De hecho, Herodes se muestra receloso e inquieto por el nacimiento de un frágil
Niño, al que ve como un rival. En realidad, Jesús no ha venido a derrocarlo a
él, ridículo fantoche, sino al Príncipe de este mundo. Sin embargo, el rey y
sus consejeros sienten que el entramado de su poder se resquebraja, temen que
cambien las reglas de juego, que las apariencias queden desenmascaradas. Todo
un mundo edificado sobre el poder, el prestigio, el tener, la corrupción, entra
en crisis por un Niño. Y Herodes llega incluso a matar a los niños: «Tú matas
el cuerpo de los niños, porque el temor te ha matado a ti el corazón» - escribe
san Quodvultdeus (Sermón 2 sobre el Símbolo: PL 40,
655). Es así: tenía temor, y por este temor pierde el juicio.

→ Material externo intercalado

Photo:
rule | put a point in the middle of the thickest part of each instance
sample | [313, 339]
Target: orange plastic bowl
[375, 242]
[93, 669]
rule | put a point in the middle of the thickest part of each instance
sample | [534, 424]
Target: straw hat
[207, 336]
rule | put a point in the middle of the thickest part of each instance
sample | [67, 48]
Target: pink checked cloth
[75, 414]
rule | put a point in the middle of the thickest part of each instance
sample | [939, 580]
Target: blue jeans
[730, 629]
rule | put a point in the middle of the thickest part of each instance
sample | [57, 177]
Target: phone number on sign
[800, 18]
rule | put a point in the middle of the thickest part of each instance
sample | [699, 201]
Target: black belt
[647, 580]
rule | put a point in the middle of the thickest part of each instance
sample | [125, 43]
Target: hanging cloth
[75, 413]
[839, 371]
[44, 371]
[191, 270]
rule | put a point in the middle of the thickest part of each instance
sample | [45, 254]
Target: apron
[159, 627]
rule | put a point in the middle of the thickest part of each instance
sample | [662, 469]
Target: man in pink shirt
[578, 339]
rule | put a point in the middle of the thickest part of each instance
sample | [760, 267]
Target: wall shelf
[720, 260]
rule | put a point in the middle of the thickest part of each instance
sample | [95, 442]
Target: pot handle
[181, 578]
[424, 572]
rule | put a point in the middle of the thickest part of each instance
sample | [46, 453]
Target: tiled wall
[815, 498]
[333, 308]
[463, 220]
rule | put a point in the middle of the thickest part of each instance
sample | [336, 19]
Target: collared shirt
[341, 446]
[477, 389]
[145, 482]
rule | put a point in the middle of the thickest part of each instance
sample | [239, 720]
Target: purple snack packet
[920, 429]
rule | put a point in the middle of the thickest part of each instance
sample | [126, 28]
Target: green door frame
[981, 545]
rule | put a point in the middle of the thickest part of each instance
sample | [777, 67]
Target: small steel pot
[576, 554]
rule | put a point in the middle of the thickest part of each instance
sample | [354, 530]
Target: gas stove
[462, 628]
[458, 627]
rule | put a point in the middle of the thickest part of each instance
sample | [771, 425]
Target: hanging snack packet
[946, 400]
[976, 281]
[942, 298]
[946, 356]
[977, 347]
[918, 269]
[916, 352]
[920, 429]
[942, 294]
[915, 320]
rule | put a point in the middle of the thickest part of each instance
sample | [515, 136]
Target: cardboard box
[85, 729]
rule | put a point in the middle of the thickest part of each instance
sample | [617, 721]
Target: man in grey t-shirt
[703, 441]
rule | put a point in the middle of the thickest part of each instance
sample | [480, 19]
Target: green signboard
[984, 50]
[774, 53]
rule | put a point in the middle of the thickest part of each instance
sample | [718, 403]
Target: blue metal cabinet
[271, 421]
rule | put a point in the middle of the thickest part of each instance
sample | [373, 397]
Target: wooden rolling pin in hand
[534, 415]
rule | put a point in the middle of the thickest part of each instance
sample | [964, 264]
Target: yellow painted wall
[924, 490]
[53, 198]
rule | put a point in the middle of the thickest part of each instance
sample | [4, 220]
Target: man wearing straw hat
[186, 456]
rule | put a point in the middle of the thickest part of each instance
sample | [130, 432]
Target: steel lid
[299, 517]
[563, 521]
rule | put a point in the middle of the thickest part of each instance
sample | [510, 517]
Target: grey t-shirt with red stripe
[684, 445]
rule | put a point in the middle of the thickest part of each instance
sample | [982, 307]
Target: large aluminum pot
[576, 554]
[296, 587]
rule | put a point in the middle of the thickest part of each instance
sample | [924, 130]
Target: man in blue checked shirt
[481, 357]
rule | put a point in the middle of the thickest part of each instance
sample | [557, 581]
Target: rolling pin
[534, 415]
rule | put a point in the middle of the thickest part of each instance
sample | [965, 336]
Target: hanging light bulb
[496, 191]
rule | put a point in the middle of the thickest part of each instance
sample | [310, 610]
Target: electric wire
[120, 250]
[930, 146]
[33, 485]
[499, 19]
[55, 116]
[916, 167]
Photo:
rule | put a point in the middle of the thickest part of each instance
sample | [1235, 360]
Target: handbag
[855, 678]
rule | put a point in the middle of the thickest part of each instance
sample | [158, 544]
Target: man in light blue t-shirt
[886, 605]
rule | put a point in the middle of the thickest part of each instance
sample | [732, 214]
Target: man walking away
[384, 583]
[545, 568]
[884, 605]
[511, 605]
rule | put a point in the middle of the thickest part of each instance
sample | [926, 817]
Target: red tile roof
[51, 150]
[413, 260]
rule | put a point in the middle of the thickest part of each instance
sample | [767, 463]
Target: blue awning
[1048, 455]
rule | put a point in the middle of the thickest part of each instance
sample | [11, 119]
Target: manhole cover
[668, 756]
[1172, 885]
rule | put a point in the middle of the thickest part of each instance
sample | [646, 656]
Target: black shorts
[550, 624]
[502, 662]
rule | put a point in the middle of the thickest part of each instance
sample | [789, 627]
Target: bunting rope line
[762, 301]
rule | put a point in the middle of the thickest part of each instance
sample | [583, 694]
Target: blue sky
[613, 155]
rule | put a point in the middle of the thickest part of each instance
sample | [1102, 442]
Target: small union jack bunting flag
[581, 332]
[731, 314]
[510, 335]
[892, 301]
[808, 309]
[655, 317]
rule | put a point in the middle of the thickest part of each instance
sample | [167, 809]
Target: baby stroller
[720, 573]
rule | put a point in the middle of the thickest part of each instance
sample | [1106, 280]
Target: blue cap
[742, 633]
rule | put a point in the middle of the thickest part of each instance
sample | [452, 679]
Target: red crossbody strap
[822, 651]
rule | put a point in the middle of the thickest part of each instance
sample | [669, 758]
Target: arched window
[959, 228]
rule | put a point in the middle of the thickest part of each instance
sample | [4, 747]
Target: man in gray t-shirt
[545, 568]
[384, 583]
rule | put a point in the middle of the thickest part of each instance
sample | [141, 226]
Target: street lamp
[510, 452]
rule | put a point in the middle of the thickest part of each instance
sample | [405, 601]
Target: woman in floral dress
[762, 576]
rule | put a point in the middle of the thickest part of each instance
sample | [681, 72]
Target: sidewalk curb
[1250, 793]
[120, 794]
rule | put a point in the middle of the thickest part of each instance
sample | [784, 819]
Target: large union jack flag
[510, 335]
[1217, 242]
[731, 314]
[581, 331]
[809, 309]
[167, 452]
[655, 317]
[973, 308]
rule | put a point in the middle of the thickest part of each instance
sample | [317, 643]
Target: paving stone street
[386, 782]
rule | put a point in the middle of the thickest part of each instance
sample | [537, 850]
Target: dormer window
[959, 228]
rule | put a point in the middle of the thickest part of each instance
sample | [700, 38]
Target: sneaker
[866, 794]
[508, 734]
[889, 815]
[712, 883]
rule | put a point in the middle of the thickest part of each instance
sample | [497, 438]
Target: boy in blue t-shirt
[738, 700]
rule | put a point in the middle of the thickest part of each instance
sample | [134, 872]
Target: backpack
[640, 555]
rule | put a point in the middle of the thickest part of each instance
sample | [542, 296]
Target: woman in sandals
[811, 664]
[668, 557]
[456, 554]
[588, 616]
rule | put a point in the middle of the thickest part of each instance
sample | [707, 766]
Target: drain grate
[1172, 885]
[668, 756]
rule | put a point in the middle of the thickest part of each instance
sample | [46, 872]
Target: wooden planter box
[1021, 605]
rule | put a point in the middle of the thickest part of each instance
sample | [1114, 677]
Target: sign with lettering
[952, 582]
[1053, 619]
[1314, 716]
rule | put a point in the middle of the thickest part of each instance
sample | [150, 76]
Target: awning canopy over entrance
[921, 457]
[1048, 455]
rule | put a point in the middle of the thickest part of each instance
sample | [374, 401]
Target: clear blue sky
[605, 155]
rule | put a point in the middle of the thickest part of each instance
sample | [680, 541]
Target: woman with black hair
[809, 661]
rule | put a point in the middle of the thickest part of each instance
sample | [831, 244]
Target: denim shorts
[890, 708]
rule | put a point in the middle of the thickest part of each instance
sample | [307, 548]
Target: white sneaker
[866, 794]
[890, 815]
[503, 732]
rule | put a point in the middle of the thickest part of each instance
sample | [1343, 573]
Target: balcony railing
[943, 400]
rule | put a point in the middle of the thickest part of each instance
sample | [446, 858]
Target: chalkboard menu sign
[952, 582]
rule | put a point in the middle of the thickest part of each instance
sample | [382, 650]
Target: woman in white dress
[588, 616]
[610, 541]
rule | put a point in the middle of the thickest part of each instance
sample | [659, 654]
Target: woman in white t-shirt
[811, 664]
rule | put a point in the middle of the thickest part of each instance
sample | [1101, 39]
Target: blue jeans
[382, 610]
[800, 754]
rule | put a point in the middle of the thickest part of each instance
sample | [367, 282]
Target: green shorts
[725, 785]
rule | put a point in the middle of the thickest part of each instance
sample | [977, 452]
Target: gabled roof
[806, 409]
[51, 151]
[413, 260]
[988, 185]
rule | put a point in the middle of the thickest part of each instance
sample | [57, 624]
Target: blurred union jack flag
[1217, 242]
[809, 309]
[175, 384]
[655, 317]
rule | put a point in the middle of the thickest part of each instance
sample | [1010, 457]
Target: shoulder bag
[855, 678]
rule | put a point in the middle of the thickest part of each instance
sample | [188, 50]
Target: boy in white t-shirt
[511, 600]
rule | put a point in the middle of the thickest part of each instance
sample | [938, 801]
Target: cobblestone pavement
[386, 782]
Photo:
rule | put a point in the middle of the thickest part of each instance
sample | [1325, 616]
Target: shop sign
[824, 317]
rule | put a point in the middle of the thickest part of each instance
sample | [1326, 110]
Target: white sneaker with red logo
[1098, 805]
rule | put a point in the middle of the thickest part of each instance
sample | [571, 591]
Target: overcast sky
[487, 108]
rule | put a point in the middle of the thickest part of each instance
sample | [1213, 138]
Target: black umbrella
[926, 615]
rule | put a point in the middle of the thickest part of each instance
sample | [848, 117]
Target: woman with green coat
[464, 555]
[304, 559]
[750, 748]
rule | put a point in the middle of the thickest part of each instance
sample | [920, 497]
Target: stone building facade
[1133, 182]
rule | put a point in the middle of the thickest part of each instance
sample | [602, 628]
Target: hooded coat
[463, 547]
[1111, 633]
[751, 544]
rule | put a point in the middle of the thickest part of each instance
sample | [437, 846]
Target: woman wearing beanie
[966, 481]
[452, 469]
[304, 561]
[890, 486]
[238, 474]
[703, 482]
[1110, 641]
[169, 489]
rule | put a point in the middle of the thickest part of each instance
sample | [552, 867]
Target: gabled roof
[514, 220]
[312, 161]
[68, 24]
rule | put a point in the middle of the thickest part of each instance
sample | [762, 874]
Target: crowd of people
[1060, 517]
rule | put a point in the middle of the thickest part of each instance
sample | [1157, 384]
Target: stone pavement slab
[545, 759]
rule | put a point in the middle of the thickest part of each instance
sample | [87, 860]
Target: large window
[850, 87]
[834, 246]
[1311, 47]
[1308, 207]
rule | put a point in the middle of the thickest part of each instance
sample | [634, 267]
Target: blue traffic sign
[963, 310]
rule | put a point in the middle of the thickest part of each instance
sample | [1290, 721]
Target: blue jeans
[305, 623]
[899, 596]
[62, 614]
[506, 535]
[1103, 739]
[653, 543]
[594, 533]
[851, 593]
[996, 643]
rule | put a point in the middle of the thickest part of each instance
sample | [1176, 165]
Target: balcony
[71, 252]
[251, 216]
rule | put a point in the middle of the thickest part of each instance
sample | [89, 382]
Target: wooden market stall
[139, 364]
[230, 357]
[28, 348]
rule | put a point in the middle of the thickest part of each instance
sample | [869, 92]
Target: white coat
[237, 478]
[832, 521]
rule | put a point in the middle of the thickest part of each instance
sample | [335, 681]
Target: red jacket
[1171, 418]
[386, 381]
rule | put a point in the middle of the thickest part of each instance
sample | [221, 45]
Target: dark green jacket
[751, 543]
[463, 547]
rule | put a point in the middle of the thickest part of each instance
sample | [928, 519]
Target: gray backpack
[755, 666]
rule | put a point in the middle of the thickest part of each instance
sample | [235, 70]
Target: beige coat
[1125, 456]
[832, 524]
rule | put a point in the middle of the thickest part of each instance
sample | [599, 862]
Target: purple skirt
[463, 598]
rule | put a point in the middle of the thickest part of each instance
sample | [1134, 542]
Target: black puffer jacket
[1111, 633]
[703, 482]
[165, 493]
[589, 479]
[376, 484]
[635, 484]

Los Magos consiguieron superar
aquel momento crítico de oscuridad en el palacio de Herodes, porque creyeron en
las Escrituras, en la palabra de los profetas que señalaba Belén como el lugar
donde había de nacer el Mesías. Así escaparon al letargo de la noche del mundo,
reemprendieron su camino y de pronto vieron nuevamente la estrella, y el
Evangelio dice que se llenaron de «inmensa alegría» (Mt 2,10). Esa
estrella que no se veía en la oscuridad de la mundanidad de aquel palacio.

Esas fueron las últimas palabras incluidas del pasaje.